We are reviewing Vault to see if it can help with our secret management. For a POC, we created an EKS cluster and used the official helm chart to deploy a HA Vault cluster & enabled ingress via an ALB.
However, testing under load we have found that should the active node be killed no traffic is served.
I understand this is be design - there can only be 1 active node, so requests cannot be served while the active node is being changed. However, while this process is quick (~1s) the concern is a cluster receiving 100’s of requests a second, moving to potentially 1000’s, thats a lot of failing requests in that period. Combined with the fact that theres a few comments out there from people seeing it take 30s, or even 1 case of someone mentioning it taking 5 mins.
As the company grows, we are going to be handling a large number of requests a second that cannot fail. The concern is, during cluster upgrades (which need to happen regularly for compliance) that the active node switching is going to be something that happens & we need to try ensure that the impact is ideally nothing.

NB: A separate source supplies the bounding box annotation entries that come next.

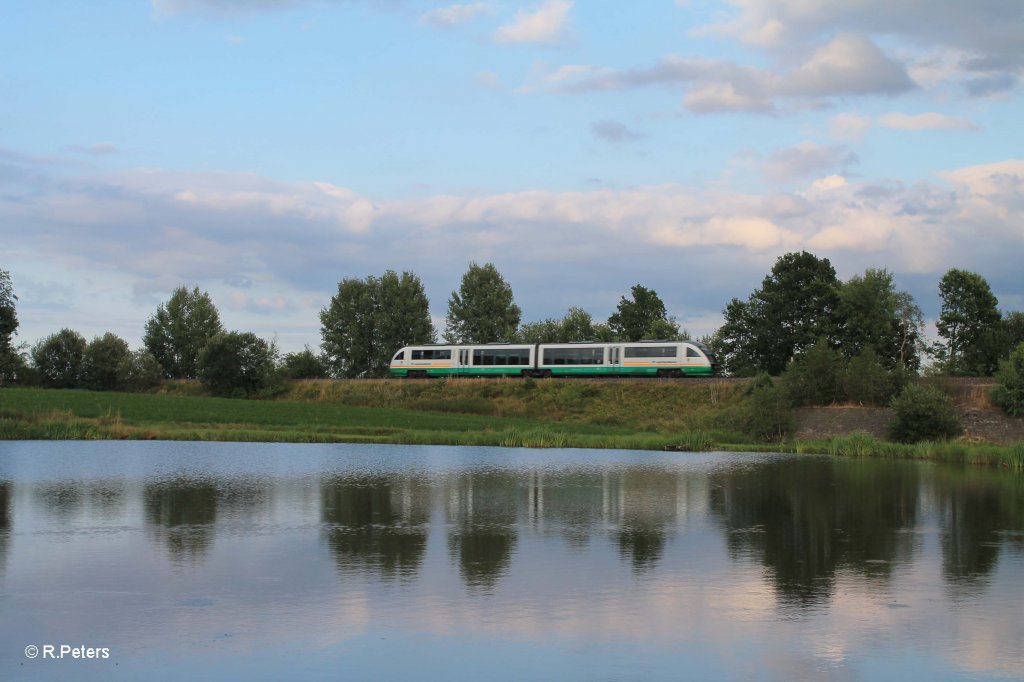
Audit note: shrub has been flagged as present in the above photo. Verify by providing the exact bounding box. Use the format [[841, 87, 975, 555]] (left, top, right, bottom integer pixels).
[[743, 373, 794, 441], [843, 346, 910, 406], [118, 350, 164, 391], [281, 346, 331, 379], [32, 329, 86, 388], [989, 343, 1024, 417], [781, 339, 845, 407], [199, 332, 274, 397], [890, 384, 964, 442], [82, 332, 131, 391]]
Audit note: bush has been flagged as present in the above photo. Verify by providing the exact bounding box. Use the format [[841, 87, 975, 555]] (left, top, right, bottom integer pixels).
[[82, 332, 131, 391], [843, 346, 912, 406], [199, 332, 274, 397], [281, 346, 331, 380], [32, 329, 86, 388], [743, 373, 794, 441], [890, 384, 964, 442], [118, 350, 164, 391], [781, 339, 845, 407], [989, 343, 1024, 417]]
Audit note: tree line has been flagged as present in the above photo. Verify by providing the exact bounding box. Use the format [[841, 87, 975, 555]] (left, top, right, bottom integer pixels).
[[0, 252, 1024, 400]]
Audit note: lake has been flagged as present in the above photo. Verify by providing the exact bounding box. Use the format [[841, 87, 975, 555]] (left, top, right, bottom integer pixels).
[[0, 441, 1024, 681]]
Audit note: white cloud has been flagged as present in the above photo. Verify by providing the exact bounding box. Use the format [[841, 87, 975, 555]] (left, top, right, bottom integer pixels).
[[420, 2, 487, 28], [761, 140, 856, 182], [781, 33, 914, 97], [495, 0, 572, 45], [879, 112, 977, 130], [0, 157, 1024, 347], [828, 113, 871, 141]]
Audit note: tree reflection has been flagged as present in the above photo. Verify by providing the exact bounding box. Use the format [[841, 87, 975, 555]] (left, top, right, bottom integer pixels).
[[0, 480, 14, 570], [446, 471, 520, 592], [604, 468, 679, 571], [142, 478, 217, 562], [321, 476, 429, 578], [933, 468, 1024, 595], [712, 459, 920, 607]]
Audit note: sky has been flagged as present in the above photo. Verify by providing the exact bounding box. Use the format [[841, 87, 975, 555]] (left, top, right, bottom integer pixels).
[[0, 0, 1024, 352]]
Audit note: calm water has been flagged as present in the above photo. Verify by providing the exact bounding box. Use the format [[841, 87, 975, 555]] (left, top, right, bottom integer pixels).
[[0, 442, 1024, 680]]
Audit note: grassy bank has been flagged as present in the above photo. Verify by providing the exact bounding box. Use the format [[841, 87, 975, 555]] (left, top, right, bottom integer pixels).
[[0, 380, 1024, 469]]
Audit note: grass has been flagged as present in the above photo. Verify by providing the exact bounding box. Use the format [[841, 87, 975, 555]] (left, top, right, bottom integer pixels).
[[0, 379, 1024, 469]]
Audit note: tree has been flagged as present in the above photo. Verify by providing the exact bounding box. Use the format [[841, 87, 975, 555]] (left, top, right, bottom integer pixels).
[[936, 269, 1001, 376], [142, 280, 223, 379], [82, 332, 131, 391], [321, 270, 434, 378], [118, 349, 164, 391], [889, 384, 964, 442], [780, 339, 846, 407], [281, 346, 331, 379], [515, 307, 614, 343], [719, 251, 839, 376], [0, 270, 22, 384], [32, 329, 86, 388], [444, 263, 522, 343], [990, 342, 1024, 417], [837, 268, 924, 369], [608, 285, 682, 341], [197, 332, 275, 397]]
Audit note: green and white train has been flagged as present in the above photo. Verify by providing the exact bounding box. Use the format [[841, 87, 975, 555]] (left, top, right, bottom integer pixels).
[[390, 341, 718, 377]]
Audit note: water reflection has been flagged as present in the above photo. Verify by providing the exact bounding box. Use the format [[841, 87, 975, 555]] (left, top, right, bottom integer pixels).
[[321, 476, 430, 579], [711, 459, 920, 608], [0, 480, 13, 571], [0, 443, 1024, 679], [444, 471, 516, 592], [142, 478, 217, 563]]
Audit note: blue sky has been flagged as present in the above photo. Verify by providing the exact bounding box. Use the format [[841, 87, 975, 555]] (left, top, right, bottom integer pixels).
[[0, 0, 1024, 350]]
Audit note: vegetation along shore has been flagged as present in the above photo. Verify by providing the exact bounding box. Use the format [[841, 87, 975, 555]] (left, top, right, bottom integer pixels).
[[0, 379, 1024, 469]]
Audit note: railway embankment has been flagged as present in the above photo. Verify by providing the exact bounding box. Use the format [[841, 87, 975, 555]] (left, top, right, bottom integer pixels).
[[0, 379, 1024, 468]]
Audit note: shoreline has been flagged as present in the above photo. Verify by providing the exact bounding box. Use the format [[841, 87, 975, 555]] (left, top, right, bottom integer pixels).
[[0, 380, 1024, 470]]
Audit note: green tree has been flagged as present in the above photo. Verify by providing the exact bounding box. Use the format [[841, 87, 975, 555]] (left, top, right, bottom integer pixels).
[[118, 348, 164, 391], [742, 372, 795, 441], [837, 268, 924, 369], [198, 332, 275, 397], [281, 346, 331, 379], [142, 287, 223, 379], [608, 285, 684, 341], [0, 270, 22, 378], [444, 263, 522, 343], [719, 251, 840, 376], [990, 342, 1024, 417], [889, 384, 964, 442], [780, 339, 846, 407], [843, 346, 910, 406], [82, 332, 131, 391], [32, 329, 86, 388], [321, 270, 434, 378], [936, 269, 1002, 376]]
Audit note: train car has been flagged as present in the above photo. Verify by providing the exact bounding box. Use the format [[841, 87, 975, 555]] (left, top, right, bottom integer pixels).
[[390, 343, 537, 377], [536, 341, 717, 377], [390, 341, 718, 377]]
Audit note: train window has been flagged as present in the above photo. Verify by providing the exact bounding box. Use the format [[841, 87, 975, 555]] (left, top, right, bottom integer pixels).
[[413, 348, 452, 359], [473, 348, 529, 366], [543, 346, 604, 365], [626, 346, 676, 357]]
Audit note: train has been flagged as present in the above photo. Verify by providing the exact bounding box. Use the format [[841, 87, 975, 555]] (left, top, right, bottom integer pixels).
[[389, 341, 718, 378]]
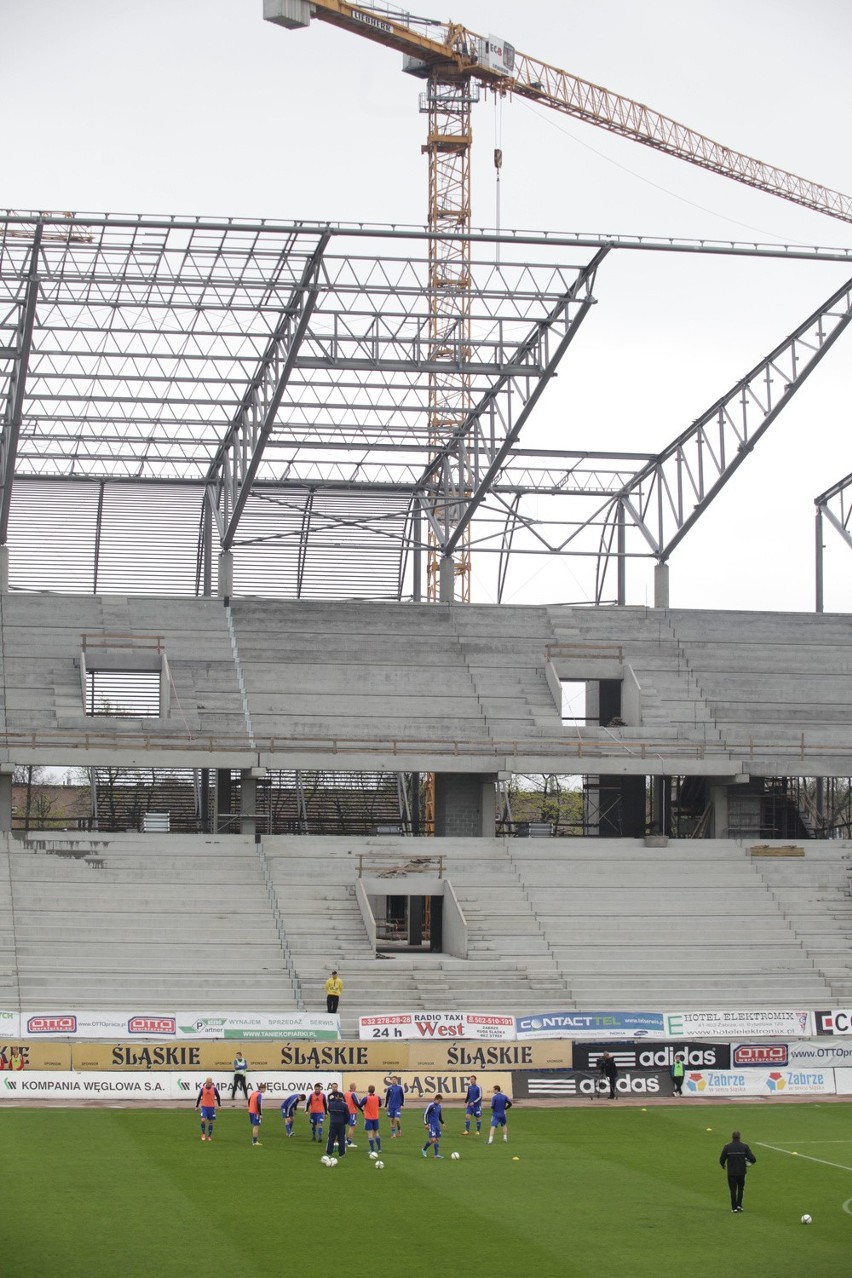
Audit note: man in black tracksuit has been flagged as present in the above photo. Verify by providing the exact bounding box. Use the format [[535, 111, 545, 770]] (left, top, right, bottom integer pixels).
[[719, 1131, 757, 1212], [326, 1084, 349, 1158], [598, 1052, 618, 1100]]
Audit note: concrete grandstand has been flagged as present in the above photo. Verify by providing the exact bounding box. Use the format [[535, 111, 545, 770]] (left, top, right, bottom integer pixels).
[[0, 215, 852, 1036]]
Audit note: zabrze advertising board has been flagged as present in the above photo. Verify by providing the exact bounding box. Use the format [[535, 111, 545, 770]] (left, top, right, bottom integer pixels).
[[683, 1068, 834, 1097]]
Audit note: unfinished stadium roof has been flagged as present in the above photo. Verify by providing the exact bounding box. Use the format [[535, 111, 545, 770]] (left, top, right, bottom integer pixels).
[[0, 213, 852, 599]]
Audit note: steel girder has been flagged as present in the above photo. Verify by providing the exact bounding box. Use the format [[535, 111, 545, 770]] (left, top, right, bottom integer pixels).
[[420, 248, 609, 557], [0, 215, 849, 603], [598, 272, 852, 594], [0, 225, 42, 546], [814, 474, 852, 612], [207, 231, 331, 551]]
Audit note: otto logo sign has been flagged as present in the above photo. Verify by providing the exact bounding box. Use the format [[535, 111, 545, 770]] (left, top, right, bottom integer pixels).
[[731, 1043, 789, 1065], [128, 1016, 178, 1034], [27, 1016, 77, 1034]]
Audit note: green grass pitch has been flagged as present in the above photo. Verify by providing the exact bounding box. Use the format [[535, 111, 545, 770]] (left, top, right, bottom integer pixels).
[[0, 1099, 852, 1278]]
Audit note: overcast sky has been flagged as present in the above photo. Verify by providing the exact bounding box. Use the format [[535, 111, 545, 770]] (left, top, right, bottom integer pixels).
[[0, 0, 852, 611]]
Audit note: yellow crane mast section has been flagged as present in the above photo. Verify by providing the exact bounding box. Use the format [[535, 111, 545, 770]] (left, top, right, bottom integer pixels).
[[264, 0, 852, 222]]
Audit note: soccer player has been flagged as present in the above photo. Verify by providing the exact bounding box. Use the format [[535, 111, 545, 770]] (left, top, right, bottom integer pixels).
[[249, 1082, 266, 1145], [359, 1082, 382, 1154], [281, 1091, 307, 1136], [344, 1082, 360, 1149], [326, 1082, 349, 1158], [231, 1052, 249, 1100], [465, 1074, 482, 1136], [422, 1091, 443, 1158], [384, 1074, 405, 1140], [195, 1079, 222, 1140], [307, 1082, 328, 1144], [719, 1131, 757, 1212], [488, 1084, 512, 1145]]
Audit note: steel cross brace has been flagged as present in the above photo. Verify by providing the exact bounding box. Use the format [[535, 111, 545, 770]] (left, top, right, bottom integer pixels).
[[418, 247, 609, 558], [814, 474, 852, 612], [603, 269, 852, 562], [206, 227, 331, 551], [0, 222, 42, 546]]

So how are people handling this on production clusters? Is the expectation to just have clients re-try in the hope that a new active node is selected quickly enough that after a re-try or 2 its fine, or are there other options?
The majority of our traffic is going to be read requests - Does enterprise with performance replicas solve this issue? I assume the downtime during the active node selection would still happen, but the fact the standby nodes can response to read requests would that help mitigate issues?